Home > Nightrender (Salvation Cycle #1)(71)

Nightrender (Salvation Cycle #1)(71)
Author: Jodi Meadows

   “Are you ready?” she murmured.

   When he offered his arm, she placed her obsidian-jeweled hand there, and as one, they turned to face the crowd of both Caberwillines and Embrians.

   Everyone stood, applauding so loudly the temple threatened to shake apart. Even the guards broke protocol to cheer. An alliance. Between two kingdoms. It was the first of its kind—and with no time to spare, as the messengers’ arrival and the Nightrender’s dramatic exit were fresh in everyone’s memory.

   This was where the breaking of the Winterfast Accords had led them.

   Even with the thunder of approval rolling through the temple, even with the clever and fierce and beautiful wife at his side, that unsatisfied sadness rose up in Rune again. He wished he could follow the Nightrender—help somehow, like before—but this was not the time.

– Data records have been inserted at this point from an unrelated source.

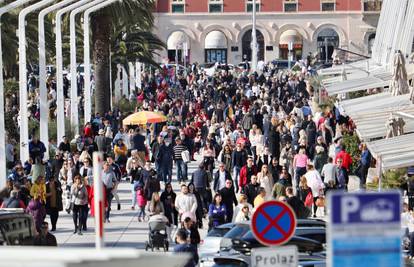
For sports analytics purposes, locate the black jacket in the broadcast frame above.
[220,186,237,211]
[244,183,260,205]
[213,170,232,192]
[46,180,63,214]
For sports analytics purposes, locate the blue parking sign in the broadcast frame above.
[328,192,402,267]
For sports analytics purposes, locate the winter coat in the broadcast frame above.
[208,203,227,227]
[70,184,88,205]
[46,180,63,214]
[26,199,46,231]
[175,193,197,214]
[137,188,147,207]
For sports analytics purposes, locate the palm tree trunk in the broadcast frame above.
[92,13,112,115]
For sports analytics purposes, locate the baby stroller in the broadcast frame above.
[145,220,170,251]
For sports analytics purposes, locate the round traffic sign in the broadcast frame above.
[251,200,296,246]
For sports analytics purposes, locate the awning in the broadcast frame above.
[352,105,414,141]
[279,30,302,45]
[167,31,190,50]
[367,134,414,171]
[339,92,412,116]
[204,31,227,49]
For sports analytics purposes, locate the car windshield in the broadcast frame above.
[224,224,250,239]
[207,228,230,237]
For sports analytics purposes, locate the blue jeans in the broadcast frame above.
[160,165,172,183]
[233,166,241,192]
[175,159,187,182]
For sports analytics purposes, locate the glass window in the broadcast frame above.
[321,3,335,11]
[171,0,185,13]
[364,0,382,12]
[284,0,298,12]
[205,49,227,63]
[246,0,260,12]
[209,3,223,13]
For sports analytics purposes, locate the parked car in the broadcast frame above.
[296,219,326,228]
[232,231,324,255]
[220,223,250,251]
[0,209,36,246]
[211,253,326,267]
[198,223,236,257]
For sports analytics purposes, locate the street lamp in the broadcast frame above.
[38,0,75,158]
[56,0,90,142]
[18,0,54,163]
[251,0,257,72]
[69,0,104,134]
[0,0,30,186]
[83,0,118,122]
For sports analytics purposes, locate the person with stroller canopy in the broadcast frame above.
[175,184,197,224]
[208,193,227,231]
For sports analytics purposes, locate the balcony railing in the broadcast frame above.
[364,0,382,12]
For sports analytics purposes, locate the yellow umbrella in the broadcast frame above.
[122,111,167,125]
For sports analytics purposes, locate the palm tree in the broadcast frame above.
[91,0,163,114]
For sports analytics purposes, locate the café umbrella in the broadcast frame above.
[122,111,167,125]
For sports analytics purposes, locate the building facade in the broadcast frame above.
[155,0,382,64]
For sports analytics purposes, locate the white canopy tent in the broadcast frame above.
[337,92,412,116]
[204,31,227,49]
[367,134,414,171]
[324,72,392,95]
[319,0,414,95]
[352,105,414,141]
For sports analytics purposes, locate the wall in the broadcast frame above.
[298,0,321,12]
[261,0,283,12]
[155,0,170,13]
[336,0,362,11]
[223,0,246,12]
[155,10,375,64]
[185,0,208,12]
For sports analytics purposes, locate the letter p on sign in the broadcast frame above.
[341,196,359,222]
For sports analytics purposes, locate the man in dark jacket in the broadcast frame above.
[213,162,232,192]
[191,163,211,209]
[286,186,311,219]
[58,136,70,153]
[95,129,109,154]
[33,222,57,247]
[46,176,62,231]
[29,136,46,163]
[132,128,147,162]
[269,125,280,159]
[174,229,198,267]
[244,175,260,205]
[219,180,237,223]
[231,143,248,192]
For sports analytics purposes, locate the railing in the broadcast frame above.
[364,0,382,12]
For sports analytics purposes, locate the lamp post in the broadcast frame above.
[18,0,54,163]
[251,0,257,72]
[55,0,90,146]
[69,0,103,136]
[83,0,118,121]
[38,0,75,158]
[0,0,30,186]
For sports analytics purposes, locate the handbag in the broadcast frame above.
[305,191,313,207]
[316,197,325,207]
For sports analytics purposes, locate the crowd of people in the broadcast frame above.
[0,58,371,262]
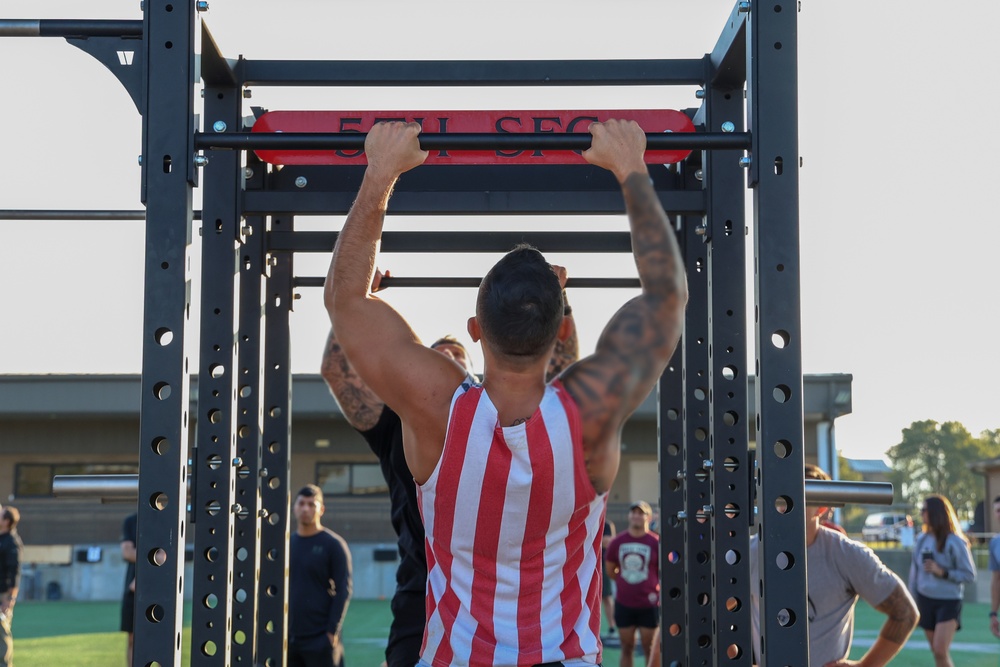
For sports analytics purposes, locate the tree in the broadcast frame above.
[887,420,992,518]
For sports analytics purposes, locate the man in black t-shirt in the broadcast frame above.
[321,266,580,667]
[287,484,353,667]
[121,514,138,667]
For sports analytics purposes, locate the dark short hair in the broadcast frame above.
[295,484,323,503]
[476,244,563,361]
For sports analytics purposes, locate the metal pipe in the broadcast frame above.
[292,276,640,288]
[194,132,750,151]
[0,209,201,220]
[0,19,142,38]
[52,475,139,501]
[805,479,892,507]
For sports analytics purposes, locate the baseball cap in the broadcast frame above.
[628,500,653,516]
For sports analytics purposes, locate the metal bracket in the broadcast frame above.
[66,37,146,115]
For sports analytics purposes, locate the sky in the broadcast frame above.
[0,0,1000,458]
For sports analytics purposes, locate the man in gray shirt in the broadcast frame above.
[750,464,918,667]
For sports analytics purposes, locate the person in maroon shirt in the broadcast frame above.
[604,500,660,667]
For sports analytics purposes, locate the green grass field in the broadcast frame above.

Not only was the Nightrender the only one who could save Small Mountain, but Rune had just gotten married. It would never be the time again.

   And there was no point in wishing things could be different.

 

* * *

 

 

   Less than an hour later, Rune joined his parents in their office. He’d promised the Nightrender he would ask them for the army, once the wedding was finished, and he meant to keep that promise.

   “Speak, but be quick.” Opus sat at his desk, and Grace sat at hers. The office was a fine room of dark-lacquered walls, narrow lancet windows, and waiting heaps of papers and reports.

   Rune sat in a chair between the two desks, feeling small in spite of the fact that he was a married man now, his future slightly more secure than it had been an hour ago. “I know this isn’t what you want to hear right now—”

   Opus sighed.

   Perhaps he should have come up with a better opening than saying he knew they didn’t want to hear what he had to say. That was a terrible way to get people to agree with him.

   “We will talk about this until you do something about it.” Rune made his voice hard. “The Incursion won’t wait.”

   “What do you propose?” Grace asked. “Our options are limited, especially after this attack on Small Mountain. I know we said we’d discuss Dawnbreaker trials, but we simply can’t spare the soldiers. Ivasland has already moved. Now everyone else will know they’ve broken the Winterfast Accords. We must respond.”

   Rune swallowed hard. “Are we certain that it was Ivasland? It’s well before schedule.” The autumn equinox—the suspected date for everything to be completed—was still over a month away.

   “It must be them,” agreed Opus. “If, indeed, a machine is the source of the calamity in Small Mountain, I intend to learn the truth of that. Sometimes the common people are confused or exaggerate or—Well, you’ve heard the sorts of things that they say. They cannot always be trusted.”

   “Fortunately,” said Grace, “the Crown Council is assembling to address this crisis. And then, of course, we’ll have another meeting that will include the Embrian dignitaries.”

   “This is the wedding day I always dreamed of,” Rune muttered. “Meeting after meeting.”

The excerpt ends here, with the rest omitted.